🤖 AI Summary
Existing AI image editing forensic methods are largely limited to binary authenticity classification or localization of manipulated regions, lacking the ability to identify semantic editing types and provide interpretable reasoning. To address this gap, this work introduces EditSleuth, a dataset comprising 257,725 image editing triplets, each annotated with source and edited images, masks, 12 semantic labels, non-degenerate three-component difficulty scores, and six-step deterministic reasoning chains rigorously grounded in computable visual evidence. Leveraging automatically constructed triplets and rule-generated reasoning chains, we apply chain-supervised fine-tuning (via LoRA) on Qwen2-VL-2B, achieving classification accuracy comparable to label-supervised baselines while enabling, for the first time, interpretable textual explanations of editing operations. The full dataset, construction pipeline, and training code are publicly released.
📝 Abstract
Forensic analysis of AI-edited images requires more than binary real-versus-fake prediction: a useful system should localize the edit, identify its semantic type, and ground its decisions in visual evidence.
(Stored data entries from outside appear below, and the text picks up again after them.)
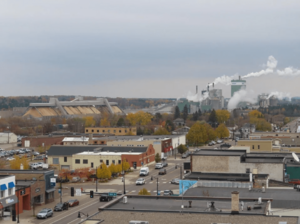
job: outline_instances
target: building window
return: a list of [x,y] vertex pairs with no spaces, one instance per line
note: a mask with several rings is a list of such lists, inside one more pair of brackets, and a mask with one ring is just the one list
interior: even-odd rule
[[12,195],[12,188],[8,188],[8,196]]
[[76,164],[80,164],[80,159],[75,159]]
[[121,164],[121,160],[118,161],[118,164]]
[[97,141],[94,141],[94,144],[97,144]]
[[85,129],[85,132],[88,132],[88,129]]
[[246,168],[246,173],[250,173],[250,168]]
[[100,163],[103,163],[103,159],[100,159]]
[[109,160],[108,159],[106,160],[106,166],[109,166]]
[[105,133],[105,130],[103,130],[102,132]]
[[52,163],[53,164],[59,164],[59,159],[58,158],[53,158]]
[[64,157],[64,162],[67,162],[68,161],[68,157]]
[[87,159],[84,159],[84,160],[82,160],[82,163],[83,163],[83,164],[88,164],[88,160],[87,160]]
[[110,130],[107,130],[108,133],[110,133]]
[[252,149],[254,149],[254,145],[252,145]]
[[92,132],[94,132],[94,129],[92,129]]
[[113,160],[112,163],[115,164],[115,160]]
[[116,133],[116,130],[114,130],[114,133]]
[[127,133],[127,130],[125,130],[125,133]]
[[260,145],[257,146],[257,149],[260,149]]
[[121,133],[122,131],[121,130],[119,130],[119,133]]
[[4,192],[5,191],[1,191],[1,198],[4,198]]
[[97,130],[97,132],[99,132],[99,129]]
[[91,168],[94,168],[94,163],[91,163]]

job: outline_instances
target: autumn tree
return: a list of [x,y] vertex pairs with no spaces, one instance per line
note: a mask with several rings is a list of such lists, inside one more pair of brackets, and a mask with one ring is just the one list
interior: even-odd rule
[[111,177],[111,172],[107,168],[105,163],[102,163],[98,168],[97,168],[97,178],[99,179],[106,179]]
[[179,152],[180,154],[185,153],[187,150],[188,150],[188,148],[187,148],[185,145],[180,144],[180,145],[178,146],[178,152]]
[[208,121],[211,123],[216,123],[218,122],[217,114],[216,111],[213,109],[209,115]]
[[95,126],[95,120],[93,117],[85,117],[85,127],[94,127]]
[[100,120],[100,126],[101,127],[110,127],[110,122],[108,118],[104,117]]
[[219,124],[219,126],[216,128],[216,133],[218,138],[227,138],[229,137],[229,131],[225,124]]
[[147,125],[151,121],[152,117],[153,116],[151,114],[146,113],[146,112],[140,110],[140,111],[136,112],[135,114],[129,113],[126,116],[126,119],[133,126],[135,126],[135,125],[145,126],[145,125]]
[[115,173],[117,173],[117,169],[116,169],[116,165],[114,163],[110,164],[110,166],[108,167],[109,171],[111,172],[112,175],[114,175]]
[[120,117],[118,122],[117,122],[117,126],[118,127],[122,127],[122,126],[125,126],[125,121],[124,121],[124,118],[123,117]]
[[146,188],[143,188],[139,191],[138,195],[151,195],[151,193]]
[[157,129],[153,135],[169,135],[170,132],[168,132],[165,128],[159,128]]
[[126,161],[126,159],[124,159],[122,161],[121,166],[122,166],[122,169],[125,170],[125,171],[130,169],[130,164],[129,164],[129,162]]
[[188,115],[189,115],[189,111],[188,111],[188,107],[186,104],[186,105],[184,105],[183,112],[182,112],[182,118],[184,121],[186,121]]
[[9,161],[10,168],[13,170],[19,170],[21,164],[23,164],[23,169],[28,170],[29,169],[29,163],[27,160],[27,156],[22,156],[21,158],[19,156],[14,156],[14,160]]
[[186,136],[189,144],[191,145],[199,145],[204,144],[207,139],[208,135],[205,130],[205,125],[196,122],[189,130]]
[[174,113],[174,120],[180,117],[180,110],[179,107],[175,107],[175,113]]
[[230,113],[228,110],[216,110],[216,115],[219,124],[228,121],[230,118]]
[[252,110],[248,113],[250,118],[262,118],[263,115],[261,112],[259,112],[258,110]]
[[217,138],[216,131],[209,124],[204,124],[204,126],[207,133],[207,141],[215,140]]

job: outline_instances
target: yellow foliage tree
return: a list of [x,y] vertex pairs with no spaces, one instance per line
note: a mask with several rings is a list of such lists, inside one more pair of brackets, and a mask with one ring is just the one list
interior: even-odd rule
[[97,177],[99,179],[106,179],[111,177],[111,172],[107,168],[105,163],[102,163],[98,168],[97,168]]
[[19,156],[14,156],[14,160],[11,160],[10,163],[10,168],[13,170],[19,170],[21,164],[23,164],[23,169],[28,170],[29,169],[29,163],[27,160],[27,156],[23,156],[20,158]]
[[110,127],[110,122],[108,118],[104,117],[100,120],[100,126],[101,127]]
[[85,117],[85,127],[93,127],[96,122],[93,117]]
[[219,124],[228,121],[228,119],[230,118],[230,113],[228,110],[216,110],[216,115]]
[[261,112],[259,112],[258,110],[252,110],[252,111],[250,111],[249,113],[248,113],[248,115],[249,115],[249,117],[250,118],[262,118],[263,117],[263,115],[262,115],[262,113]]
[[228,131],[227,127],[225,126],[225,124],[220,124],[216,128],[216,133],[217,133],[217,136],[219,138],[227,138],[227,137],[229,137],[229,131]]
[[131,125],[147,125],[151,119],[152,119],[152,115],[149,114],[149,113],[146,113],[142,110],[136,112],[135,114],[133,113],[129,113],[127,116],[126,116],[126,119],[130,122]]
[[204,126],[208,137],[207,141],[215,140],[217,138],[216,131],[209,124],[204,124]]
[[133,114],[133,113],[127,114],[126,119],[127,119],[127,120],[129,121],[129,123],[130,123],[131,125],[133,125],[133,126],[135,126],[136,123],[137,123],[136,116],[135,116],[135,114]]
[[122,172],[122,165],[118,164],[116,165],[116,173],[121,173]]
[[159,128],[153,133],[153,135],[169,135],[169,134],[170,132],[168,132],[167,129],[165,128]]
[[122,161],[121,166],[122,166],[122,169],[125,171],[130,169],[130,164],[125,159]]
[[204,144],[208,140],[205,126],[199,122],[196,122],[190,128],[186,138],[191,145]]
[[138,195],[151,195],[151,193],[146,188],[143,188],[139,191]]
[[110,166],[108,167],[108,169],[110,170],[111,174],[117,173],[116,165],[113,164],[113,163],[110,164]]

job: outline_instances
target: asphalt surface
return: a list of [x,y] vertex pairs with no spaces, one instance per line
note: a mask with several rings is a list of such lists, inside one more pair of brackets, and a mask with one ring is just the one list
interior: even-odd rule
[[291,121],[291,122],[289,122],[289,123],[287,123],[286,125],[285,125],[285,127],[287,126],[287,127],[289,127],[290,128],[290,130],[291,130],[291,133],[296,133],[297,132],[297,128],[298,128],[298,126],[300,125],[300,122],[298,121],[300,118],[295,118],[293,121]]

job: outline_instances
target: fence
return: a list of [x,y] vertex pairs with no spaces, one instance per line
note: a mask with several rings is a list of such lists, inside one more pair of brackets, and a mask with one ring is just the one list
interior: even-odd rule
[[231,181],[204,181],[199,180],[197,187],[223,187],[223,188],[253,188],[253,183],[248,182],[231,182]]

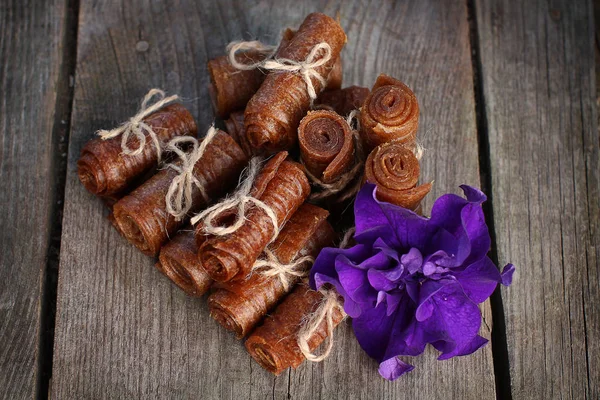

Existing image-forensics datasets typically emphasize detection or localization, while reasoning-supervised vision-language datasets rarely target image manipulation and often rely on LLM-generated rationales whose faithfulness is difficult to verify. We introduce EditSleuth, a dataset of 257,725 image-edit triplets constructed from existing image-editing corpora for grounded image-edit forensic reasoning. Each example includes an edited image, its source image, a binary edit mask, a 12-class edit taxonomy label, a difficulty score, and a six-step reasoning chain. EditSleuth chains are generated deterministically from triplet-grounded upstream artifacts, with each statement tied to a specific computable source of evidence. Our analysis reveals that a naive four-component difficulty formulation suffers from a rank-2 correlation collapse among magnitude features; a simplified three-component formulation substantially increases score dispersion on both Pico-Banana and MagicBrush. Difficulty also varies meaningfully within most edit categories, indicating that the score is not a proxy for edit type. As an initial learning study, we fine-tune Qwen2-VL-2B with LoRA and find that chain-as-target supervision matches a label-only baseline on classification accuracy among parseable answers, while additionally yielding grounded explanatory prose that label-only supervision cannot produce. We release the dataset, the deterministic construction pipeline, and pilot training scripts.